8. Find your lane and work it. You may not have the ability, talent, or gift of Shakespeare, Einstein, Usain Bolt, or Lady GaGa. Don’t sweat it. Your gift is one that needs to be uncovered and mastered. What do you do well? What do people compliment you on? When you are operating at the optimal level what are you doing? That’s your lane. Learn all you can. In high school, I thought I wanted to be an accountant, but a teacher reminded me that I have a communication gift. WOW … thank you Mrs. Rita Lankes.  


9. Beware of micro memes. A micro meme is a piece of cultural information, like a custom or an idea, that’s passed on from person to person. It behaves like a flu and sometimes travels faster than speech. 


It comes from the Greek word “mimema,” meaning something imitated. It travels from mind to mind. Every day you are bombarded with memes and micro-messages but you have to choose what you think and believe. Embedded in movies, commercials, books — in every form of media there is a message behind the message. Beware of what you hear and see, and ask yourself whether you really believe what is being shared. 


10. Say “yes.” By the time you are 17 years of age, you’ve heard “no” over 150,000 times and “yes” only 5,000 times. Neuroplasticity is the ability of the brain and nervous system to change structurally and functionally as a result of input from the environment. When you say “yes” to your future, you are releasing neurotransmitters as neurons to infuse the synaptic nerve with hope and belief in yourself. You exist in the 21st century because the world needs you NOW. 


11. Focus on producing results. Gone are the days when people could skate by on producing dismal results, lackluster performance, and anemic strategies with no accountability. Everything in business is under microscopic investigation. Produce or be invited to find your happiness elsewhere.


Recently, I was leading a session for 40 executives of a major Fortune 500 company that was already No. 1 in its region. However, the president made it very clear that while celebrating its past successes, each person needed to have the hair on the back of their neck standing up and their hair on fire as they contemplated how they would drive results for the new fiscal year. 


12. Create a paradigm shift. In the scientific field, a pattern, example, or sample is considered to be a paradigm. A paradigm shift occurs when a new thought, idea, product, or service is introduced that challenges the previous way of experiencing or doing something.
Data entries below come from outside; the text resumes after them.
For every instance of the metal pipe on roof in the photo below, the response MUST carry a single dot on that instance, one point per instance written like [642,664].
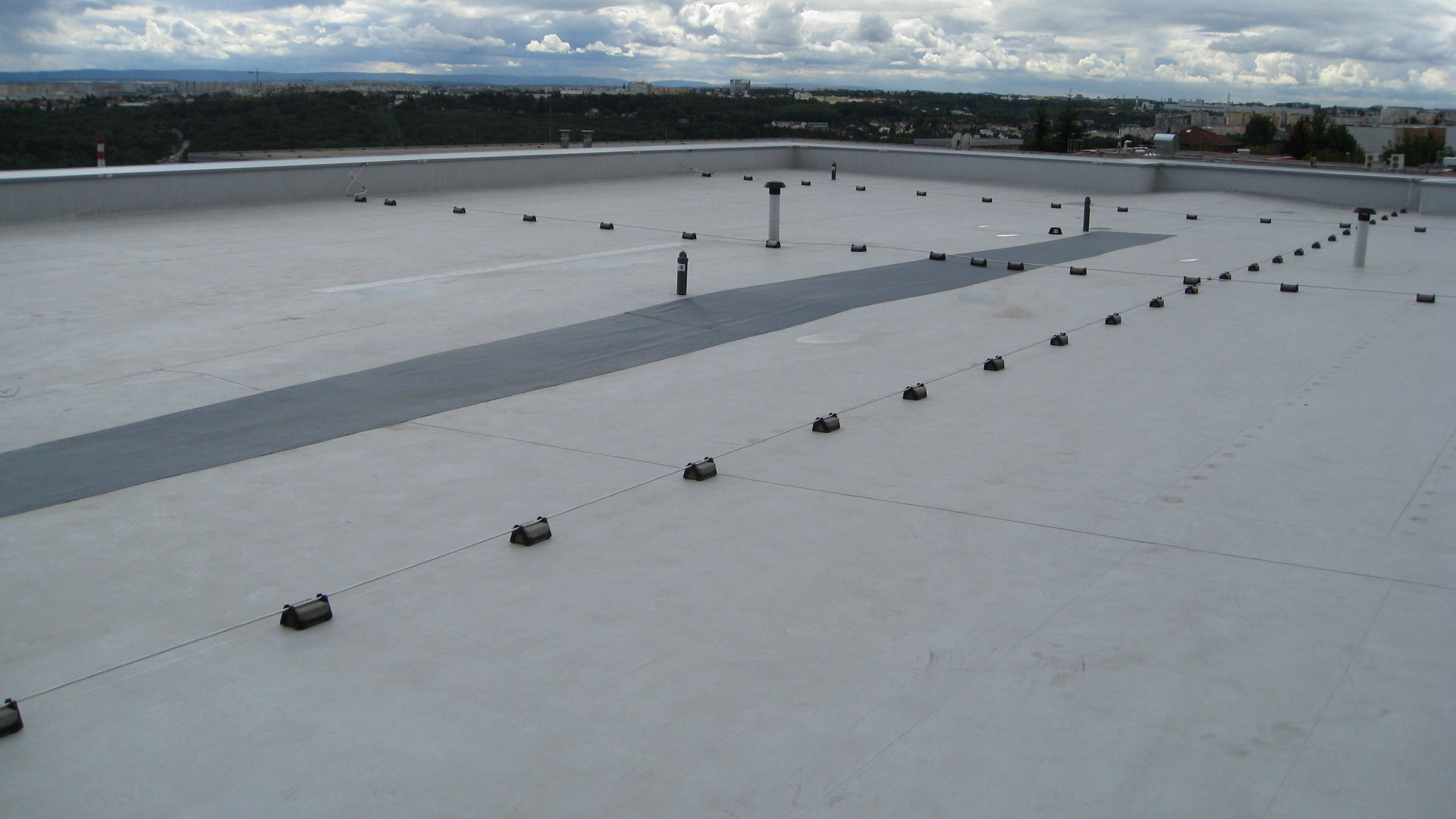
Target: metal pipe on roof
[1362,232]
[774,213]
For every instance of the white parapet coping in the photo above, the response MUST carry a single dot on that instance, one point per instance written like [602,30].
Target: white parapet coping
[79,191]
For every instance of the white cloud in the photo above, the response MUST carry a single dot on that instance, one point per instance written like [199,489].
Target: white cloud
[1251,49]
[549,44]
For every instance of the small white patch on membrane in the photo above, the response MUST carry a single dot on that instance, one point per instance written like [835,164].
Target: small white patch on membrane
[829,338]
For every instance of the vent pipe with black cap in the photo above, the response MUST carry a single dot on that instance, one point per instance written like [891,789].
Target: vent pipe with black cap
[774,213]
[1362,232]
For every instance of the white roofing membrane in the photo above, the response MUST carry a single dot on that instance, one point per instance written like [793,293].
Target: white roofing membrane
[1199,563]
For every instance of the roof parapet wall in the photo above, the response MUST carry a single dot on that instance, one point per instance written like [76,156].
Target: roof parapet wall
[86,191]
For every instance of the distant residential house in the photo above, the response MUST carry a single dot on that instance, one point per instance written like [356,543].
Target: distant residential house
[1206,140]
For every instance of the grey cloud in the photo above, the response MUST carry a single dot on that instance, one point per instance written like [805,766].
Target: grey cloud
[780,25]
[1372,49]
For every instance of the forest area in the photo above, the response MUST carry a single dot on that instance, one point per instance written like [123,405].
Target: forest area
[55,134]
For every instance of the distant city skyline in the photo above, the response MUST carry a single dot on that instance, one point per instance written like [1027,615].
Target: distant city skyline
[1269,52]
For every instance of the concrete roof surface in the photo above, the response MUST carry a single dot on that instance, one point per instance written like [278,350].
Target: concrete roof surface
[1199,563]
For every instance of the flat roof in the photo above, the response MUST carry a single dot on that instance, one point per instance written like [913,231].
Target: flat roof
[1193,561]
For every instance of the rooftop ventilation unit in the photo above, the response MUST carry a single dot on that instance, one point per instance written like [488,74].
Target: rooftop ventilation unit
[11,720]
[308,614]
[701,469]
[530,534]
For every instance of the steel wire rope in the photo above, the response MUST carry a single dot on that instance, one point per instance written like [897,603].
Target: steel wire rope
[466,547]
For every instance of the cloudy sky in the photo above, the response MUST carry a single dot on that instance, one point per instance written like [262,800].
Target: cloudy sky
[1267,50]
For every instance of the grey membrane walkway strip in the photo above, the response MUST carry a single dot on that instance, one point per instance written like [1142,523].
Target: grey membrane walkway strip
[310,413]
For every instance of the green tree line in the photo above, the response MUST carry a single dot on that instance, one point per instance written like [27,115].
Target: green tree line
[63,136]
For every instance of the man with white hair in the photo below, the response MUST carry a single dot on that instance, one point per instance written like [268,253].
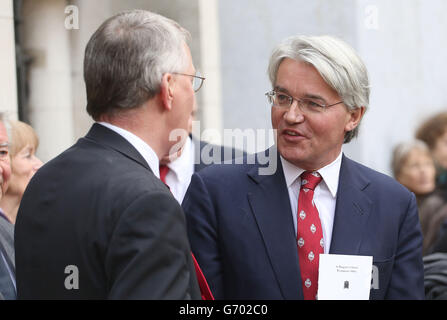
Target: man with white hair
[260,236]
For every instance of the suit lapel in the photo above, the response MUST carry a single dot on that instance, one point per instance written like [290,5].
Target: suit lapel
[270,205]
[107,137]
[352,210]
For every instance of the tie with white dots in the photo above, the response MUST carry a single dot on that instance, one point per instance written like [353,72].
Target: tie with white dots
[309,234]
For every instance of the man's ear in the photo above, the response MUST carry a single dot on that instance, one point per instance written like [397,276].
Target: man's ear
[355,117]
[167,90]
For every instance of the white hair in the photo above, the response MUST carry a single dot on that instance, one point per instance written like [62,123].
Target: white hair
[337,63]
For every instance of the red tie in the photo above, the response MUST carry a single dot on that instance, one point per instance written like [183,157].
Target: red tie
[309,235]
[203,284]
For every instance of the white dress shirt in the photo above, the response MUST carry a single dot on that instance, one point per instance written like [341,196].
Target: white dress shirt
[324,194]
[142,147]
[181,171]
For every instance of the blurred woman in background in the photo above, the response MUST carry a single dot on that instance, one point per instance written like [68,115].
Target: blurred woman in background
[24,163]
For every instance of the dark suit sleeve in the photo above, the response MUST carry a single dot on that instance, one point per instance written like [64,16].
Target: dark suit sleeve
[203,233]
[149,254]
[407,279]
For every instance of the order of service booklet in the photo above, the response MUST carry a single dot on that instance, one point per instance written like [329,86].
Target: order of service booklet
[344,277]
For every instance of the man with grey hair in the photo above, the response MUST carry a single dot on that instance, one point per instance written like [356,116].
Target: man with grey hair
[260,236]
[96,222]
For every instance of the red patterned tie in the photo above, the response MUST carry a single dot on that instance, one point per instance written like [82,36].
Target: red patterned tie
[309,235]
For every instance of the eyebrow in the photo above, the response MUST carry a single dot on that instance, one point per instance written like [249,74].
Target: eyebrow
[307,95]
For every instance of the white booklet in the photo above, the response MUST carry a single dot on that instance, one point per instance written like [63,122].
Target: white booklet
[344,277]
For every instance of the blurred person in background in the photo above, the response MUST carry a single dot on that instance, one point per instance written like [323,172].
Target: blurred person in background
[24,164]
[433,211]
[7,258]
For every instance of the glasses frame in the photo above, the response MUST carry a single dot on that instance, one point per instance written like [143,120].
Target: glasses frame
[272,93]
[195,76]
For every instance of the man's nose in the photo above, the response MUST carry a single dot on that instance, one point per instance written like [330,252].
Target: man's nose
[294,114]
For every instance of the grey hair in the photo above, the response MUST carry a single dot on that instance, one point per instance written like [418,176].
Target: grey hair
[126,58]
[337,63]
[402,151]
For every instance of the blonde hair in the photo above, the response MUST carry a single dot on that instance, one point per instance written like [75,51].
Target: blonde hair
[22,134]
[336,61]
[402,151]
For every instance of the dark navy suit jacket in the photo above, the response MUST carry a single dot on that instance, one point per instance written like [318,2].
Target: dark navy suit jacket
[241,231]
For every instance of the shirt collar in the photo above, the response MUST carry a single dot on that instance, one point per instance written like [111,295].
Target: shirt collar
[142,147]
[329,173]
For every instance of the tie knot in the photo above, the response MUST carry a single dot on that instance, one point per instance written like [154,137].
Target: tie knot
[310,180]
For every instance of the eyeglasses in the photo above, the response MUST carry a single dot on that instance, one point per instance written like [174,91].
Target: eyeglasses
[283,100]
[197,81]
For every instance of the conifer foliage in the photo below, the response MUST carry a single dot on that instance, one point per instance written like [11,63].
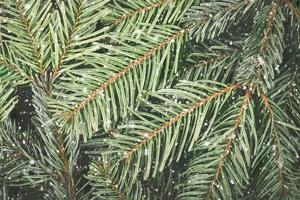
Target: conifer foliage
[151,99]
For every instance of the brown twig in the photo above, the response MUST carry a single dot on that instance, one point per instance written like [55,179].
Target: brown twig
[173,120]
[70,114]
[149,7]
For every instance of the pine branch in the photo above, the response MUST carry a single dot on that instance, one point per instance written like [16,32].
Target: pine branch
[77,108]
[229,144]
[141,10]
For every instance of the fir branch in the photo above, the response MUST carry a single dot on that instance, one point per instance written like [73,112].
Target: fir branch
[36,50]
[69,41]
[158,131]
[69,115]
[276,143]
[230,141]
[141,10]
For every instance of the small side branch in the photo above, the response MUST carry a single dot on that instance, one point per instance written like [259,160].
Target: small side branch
[229,144]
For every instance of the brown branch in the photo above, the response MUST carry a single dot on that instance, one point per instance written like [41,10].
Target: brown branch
[270,23]
[275,142]
[36,51]
[149,7]
[103,170]
[173,120]
[66,165]
[70,114]
[69,42]
[229,143]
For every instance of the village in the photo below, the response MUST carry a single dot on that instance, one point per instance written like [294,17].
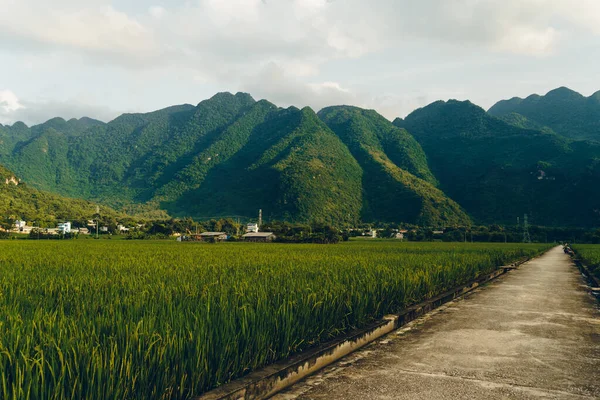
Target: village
[250,232]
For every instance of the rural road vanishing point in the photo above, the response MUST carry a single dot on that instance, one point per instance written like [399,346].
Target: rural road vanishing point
[531,334]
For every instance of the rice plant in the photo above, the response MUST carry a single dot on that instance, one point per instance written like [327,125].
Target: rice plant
[166,320]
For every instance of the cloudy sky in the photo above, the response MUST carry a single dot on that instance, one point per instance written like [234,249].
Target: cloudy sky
[100,58]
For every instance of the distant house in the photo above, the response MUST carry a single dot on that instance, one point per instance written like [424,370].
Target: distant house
[259,237]
[19,225]
[211,236]
[64,228]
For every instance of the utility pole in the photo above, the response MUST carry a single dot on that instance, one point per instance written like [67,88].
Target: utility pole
[526,237]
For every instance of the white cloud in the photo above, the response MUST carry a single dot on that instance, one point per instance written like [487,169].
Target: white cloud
[282,50]
[9,102]
[13,109]
[157,11]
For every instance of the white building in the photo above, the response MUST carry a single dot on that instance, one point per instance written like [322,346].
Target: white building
[64,227]
[20,225]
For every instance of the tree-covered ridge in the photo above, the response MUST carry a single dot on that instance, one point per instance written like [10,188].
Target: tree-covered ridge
[397,183]
[290,165]
[498,171]
[562,110]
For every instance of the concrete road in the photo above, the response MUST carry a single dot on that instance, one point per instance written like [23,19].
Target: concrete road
[534,333]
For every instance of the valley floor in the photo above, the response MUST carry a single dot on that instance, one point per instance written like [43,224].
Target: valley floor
[533,333]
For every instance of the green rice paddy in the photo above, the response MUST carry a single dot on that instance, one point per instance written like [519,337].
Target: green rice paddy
[162,320]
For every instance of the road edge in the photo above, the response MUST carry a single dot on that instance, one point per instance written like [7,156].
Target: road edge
[268,381]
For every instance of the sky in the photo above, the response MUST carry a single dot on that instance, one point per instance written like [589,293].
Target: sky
[101,58]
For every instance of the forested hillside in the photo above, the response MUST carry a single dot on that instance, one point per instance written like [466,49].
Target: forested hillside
[562,110]
[398,185]
[19,201]
[498,171]
[230,156]
[445,165]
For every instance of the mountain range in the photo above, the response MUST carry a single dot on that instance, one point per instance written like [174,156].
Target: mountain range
[450,163]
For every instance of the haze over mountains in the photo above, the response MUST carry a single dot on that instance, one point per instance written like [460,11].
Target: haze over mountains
[450,163]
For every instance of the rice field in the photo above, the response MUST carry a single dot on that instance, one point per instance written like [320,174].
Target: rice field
[165,320]
[590,255]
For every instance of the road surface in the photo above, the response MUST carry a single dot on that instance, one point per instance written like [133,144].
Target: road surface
[533,333]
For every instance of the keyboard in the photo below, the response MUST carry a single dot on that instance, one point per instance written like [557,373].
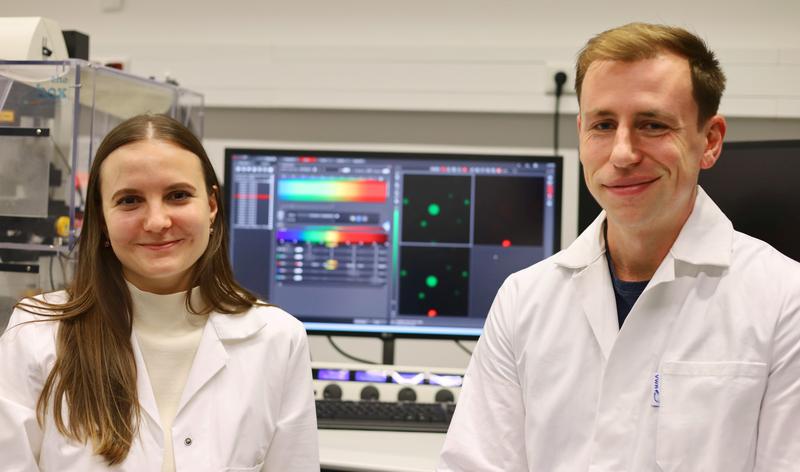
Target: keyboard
[384,416]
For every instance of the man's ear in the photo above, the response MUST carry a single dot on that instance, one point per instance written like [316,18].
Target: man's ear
[715,133]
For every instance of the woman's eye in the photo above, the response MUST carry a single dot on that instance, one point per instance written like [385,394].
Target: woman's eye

For instance, in 1978 Masaru Ibuka introduced the Sony Walkman, which at the time was all the rage and was flying off the shelves of retail stores. On Oct. 23, 2001 — 30-plus days after 9/11 — we were introduced to the grandchild of the Sony Walkman: Apple’s iPod. This invention disrupted the entire music-industry paradigm and forever shifted the way music is consumed. Assess where you are, and decide to be a paradigm buster. 


13. Be desperate and change. In his latest book “David and Goliath,” Malcolm Gladwell shares an amazing story about University of Louisville basketball coach Rick Pitino: “In 1978, when he was 25 years old, Pitino used the full-court press to take the school to its first NCAA tournament appearance in 24 years. Pitino says he has many coaches come to Louisville every year to learn the press. They turn around and email him and tell him that they can’t do it. He tells them, ‘We practice every day for two hours. The players are moving almost 98% of the practice. We spend very little time talking.’”


The coaches who came to learn from Rick Pitino were not desperate enough to change. Gladwell makes the point that to beat the Goliath in your life, you have to be desperate enough to do the unconventional.


Simon T. Bailey is the author of “Shift Your Brilliance” and a weekly columnist for American City Business Journal.